What are your “5 Things I Wish Someone Told Me Before I Started” and why?

I could have benefited from learning the importance of choosing the right people to be on your team, and the need to delegate to and empower them. I didn’t have that clear an understanding when I first started, but I learned quickly the need to position people that you trust and who understand the work in the right roles so that together we could make a difference. Learning that was the key to transitioning into a leadership role.

You are a person of great influence. If you could inspire a movement that would bring the most amount of good for the greatest number of people, what would that be? You never know what your idea can trigger.

Especially now, there are already movements that can make a difference and that I support. If I could call out one movement needing inspiration right now, it is that people become better and fully informed and civic-minded. In fact, I believe we need Civics back in the educational curriculum.

Can you please give us your favorite “Life Lesson Quote”? Can you share how that was relevant to you in your life?

There are two quotes that come to mind almost immediately — the first is, “It’s never as good as you think and it’s never as bad as you think.” If you keep yourself in balance when you analyze problems or solutions, you’ll come out with better results, and I try to always keep this in mind.

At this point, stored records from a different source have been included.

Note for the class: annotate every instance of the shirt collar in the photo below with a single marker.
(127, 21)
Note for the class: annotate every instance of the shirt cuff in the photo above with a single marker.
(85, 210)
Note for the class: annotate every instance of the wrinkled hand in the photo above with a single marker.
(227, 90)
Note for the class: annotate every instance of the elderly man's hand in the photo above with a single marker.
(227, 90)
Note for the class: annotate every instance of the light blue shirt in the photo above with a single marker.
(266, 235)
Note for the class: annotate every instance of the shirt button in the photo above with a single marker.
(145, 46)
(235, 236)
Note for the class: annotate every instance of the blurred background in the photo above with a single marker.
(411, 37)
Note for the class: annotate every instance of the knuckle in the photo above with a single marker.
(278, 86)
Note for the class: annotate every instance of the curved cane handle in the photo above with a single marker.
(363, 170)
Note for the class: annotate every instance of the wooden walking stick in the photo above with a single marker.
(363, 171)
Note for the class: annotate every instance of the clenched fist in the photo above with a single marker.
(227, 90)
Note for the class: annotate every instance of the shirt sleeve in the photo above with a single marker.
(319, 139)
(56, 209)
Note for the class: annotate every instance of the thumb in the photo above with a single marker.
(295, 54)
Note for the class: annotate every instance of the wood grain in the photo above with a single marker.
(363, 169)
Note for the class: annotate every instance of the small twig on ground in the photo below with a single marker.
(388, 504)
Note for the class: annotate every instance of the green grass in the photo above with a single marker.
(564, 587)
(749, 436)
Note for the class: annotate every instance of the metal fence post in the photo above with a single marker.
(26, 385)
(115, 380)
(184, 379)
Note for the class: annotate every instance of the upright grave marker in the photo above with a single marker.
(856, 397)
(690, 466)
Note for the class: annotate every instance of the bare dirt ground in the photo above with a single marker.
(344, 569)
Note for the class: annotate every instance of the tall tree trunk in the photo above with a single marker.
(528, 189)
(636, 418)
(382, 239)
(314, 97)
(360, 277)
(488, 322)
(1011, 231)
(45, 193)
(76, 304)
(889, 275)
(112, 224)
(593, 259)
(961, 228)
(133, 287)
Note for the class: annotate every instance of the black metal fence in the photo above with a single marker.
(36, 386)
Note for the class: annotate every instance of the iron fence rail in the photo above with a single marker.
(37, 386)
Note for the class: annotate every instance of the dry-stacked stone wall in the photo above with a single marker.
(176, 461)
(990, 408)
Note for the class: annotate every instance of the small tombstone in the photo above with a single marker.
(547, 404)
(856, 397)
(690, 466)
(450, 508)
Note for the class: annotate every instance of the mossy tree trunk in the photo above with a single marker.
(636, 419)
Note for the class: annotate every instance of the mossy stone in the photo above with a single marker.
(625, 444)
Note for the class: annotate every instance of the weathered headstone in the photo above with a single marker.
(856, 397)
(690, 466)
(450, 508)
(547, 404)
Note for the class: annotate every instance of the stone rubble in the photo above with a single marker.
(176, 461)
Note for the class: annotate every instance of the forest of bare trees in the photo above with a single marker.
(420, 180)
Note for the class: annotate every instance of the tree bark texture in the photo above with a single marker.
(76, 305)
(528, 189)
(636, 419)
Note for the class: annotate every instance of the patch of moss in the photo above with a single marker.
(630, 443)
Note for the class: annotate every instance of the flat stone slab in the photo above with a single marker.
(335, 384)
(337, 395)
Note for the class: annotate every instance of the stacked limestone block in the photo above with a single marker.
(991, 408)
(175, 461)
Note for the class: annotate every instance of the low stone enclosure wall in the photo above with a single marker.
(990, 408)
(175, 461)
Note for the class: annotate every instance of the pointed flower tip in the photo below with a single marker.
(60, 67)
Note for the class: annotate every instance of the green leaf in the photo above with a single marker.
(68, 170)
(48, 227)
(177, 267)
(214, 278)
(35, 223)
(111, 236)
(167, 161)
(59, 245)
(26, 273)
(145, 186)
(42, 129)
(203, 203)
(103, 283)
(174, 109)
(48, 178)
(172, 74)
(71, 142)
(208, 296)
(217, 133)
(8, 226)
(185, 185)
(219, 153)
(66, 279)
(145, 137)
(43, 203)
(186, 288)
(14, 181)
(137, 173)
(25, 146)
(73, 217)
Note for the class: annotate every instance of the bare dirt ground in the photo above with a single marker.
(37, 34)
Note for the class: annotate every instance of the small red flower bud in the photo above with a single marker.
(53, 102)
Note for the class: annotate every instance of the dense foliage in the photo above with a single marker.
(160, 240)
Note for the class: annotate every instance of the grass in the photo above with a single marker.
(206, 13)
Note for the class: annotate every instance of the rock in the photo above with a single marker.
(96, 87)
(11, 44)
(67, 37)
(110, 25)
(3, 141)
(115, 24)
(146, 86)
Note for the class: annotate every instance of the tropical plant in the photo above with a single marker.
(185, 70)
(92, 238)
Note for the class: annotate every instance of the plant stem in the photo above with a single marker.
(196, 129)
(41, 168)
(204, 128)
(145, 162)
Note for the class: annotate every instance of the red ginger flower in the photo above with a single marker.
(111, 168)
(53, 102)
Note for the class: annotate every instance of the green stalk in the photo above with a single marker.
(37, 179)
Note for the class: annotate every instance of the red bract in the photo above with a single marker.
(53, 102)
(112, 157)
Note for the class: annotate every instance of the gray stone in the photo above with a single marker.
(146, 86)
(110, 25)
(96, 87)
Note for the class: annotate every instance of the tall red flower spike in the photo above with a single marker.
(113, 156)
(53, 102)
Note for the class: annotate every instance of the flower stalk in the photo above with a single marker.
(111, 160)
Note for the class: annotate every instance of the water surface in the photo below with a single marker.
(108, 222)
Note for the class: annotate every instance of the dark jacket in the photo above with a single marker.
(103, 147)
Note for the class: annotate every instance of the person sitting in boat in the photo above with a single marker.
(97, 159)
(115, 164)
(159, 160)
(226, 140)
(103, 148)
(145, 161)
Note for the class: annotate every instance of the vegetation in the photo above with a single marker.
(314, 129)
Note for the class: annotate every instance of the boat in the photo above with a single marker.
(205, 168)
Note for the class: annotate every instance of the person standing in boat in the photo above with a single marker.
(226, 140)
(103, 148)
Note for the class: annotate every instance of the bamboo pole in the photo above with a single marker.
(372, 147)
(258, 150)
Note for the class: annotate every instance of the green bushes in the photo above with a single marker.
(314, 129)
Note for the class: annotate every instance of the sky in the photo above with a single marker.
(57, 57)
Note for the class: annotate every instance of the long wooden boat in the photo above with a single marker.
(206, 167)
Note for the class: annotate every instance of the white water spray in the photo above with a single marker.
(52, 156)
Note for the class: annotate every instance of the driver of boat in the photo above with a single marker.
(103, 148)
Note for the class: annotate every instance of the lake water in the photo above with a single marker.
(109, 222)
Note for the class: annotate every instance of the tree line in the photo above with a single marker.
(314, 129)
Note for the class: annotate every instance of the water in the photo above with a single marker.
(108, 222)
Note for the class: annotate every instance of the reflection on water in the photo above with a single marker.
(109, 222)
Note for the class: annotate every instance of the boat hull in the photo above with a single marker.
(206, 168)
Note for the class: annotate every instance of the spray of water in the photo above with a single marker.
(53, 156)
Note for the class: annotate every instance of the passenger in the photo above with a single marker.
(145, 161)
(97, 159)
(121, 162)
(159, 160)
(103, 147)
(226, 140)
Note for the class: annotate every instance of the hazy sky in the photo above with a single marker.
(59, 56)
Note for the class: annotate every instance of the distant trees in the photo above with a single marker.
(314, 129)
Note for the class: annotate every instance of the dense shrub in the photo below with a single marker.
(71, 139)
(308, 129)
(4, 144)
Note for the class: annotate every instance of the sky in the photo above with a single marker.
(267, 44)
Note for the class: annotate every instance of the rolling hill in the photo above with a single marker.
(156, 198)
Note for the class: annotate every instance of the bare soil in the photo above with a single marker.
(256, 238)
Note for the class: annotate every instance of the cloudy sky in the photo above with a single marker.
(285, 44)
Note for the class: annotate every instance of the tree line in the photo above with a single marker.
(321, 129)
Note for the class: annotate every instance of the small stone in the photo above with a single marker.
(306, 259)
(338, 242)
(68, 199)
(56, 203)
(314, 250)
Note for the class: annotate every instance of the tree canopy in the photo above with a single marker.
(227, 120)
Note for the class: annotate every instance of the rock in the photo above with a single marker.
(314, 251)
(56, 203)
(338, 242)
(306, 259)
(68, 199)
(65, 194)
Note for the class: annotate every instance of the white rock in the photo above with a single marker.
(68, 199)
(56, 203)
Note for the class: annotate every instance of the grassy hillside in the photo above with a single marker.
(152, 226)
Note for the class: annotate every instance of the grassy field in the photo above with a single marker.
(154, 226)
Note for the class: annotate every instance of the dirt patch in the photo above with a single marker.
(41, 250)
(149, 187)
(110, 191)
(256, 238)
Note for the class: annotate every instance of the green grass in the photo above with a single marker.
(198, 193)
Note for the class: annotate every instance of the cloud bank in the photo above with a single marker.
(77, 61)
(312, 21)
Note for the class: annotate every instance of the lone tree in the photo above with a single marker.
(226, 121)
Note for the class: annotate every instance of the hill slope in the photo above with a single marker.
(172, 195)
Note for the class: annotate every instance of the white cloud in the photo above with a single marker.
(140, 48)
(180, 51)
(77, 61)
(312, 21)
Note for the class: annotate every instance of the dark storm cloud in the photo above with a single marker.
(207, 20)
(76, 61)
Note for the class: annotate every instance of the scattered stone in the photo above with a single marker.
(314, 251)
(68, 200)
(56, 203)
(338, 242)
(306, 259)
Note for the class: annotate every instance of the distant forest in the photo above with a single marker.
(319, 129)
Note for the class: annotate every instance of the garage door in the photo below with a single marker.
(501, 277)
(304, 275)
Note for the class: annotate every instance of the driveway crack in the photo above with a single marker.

On a lighter note, another phrase that I keep top of mind is, “Just get over yourself!” A former coach once told me this when discussing my frustrations, as a way to remind me that I should only focus on the controllable, and that most of the time, the issue I was concerned with wasn’t as significant as it felt in the moment.

We are very blessed that some very prominent names in Business, VC funding, Sports, and Entertainment read this column. Is there a person in the world, or in the US with whom you would love to have a private breakfast or lunch with, and why? He or she might just see this if we tag them

I would choose to have breakfast with the Pope. I like to think of myself as a spiritual person, and it would be an incredible honor and experience to meet with him. At the same time, the Church is also facing many organizational and people issues right now, and just maybe, (smiling) I could offer a few insights as well.

Thank you for these fantastic insights. We greatly appreciate the time you spent on this.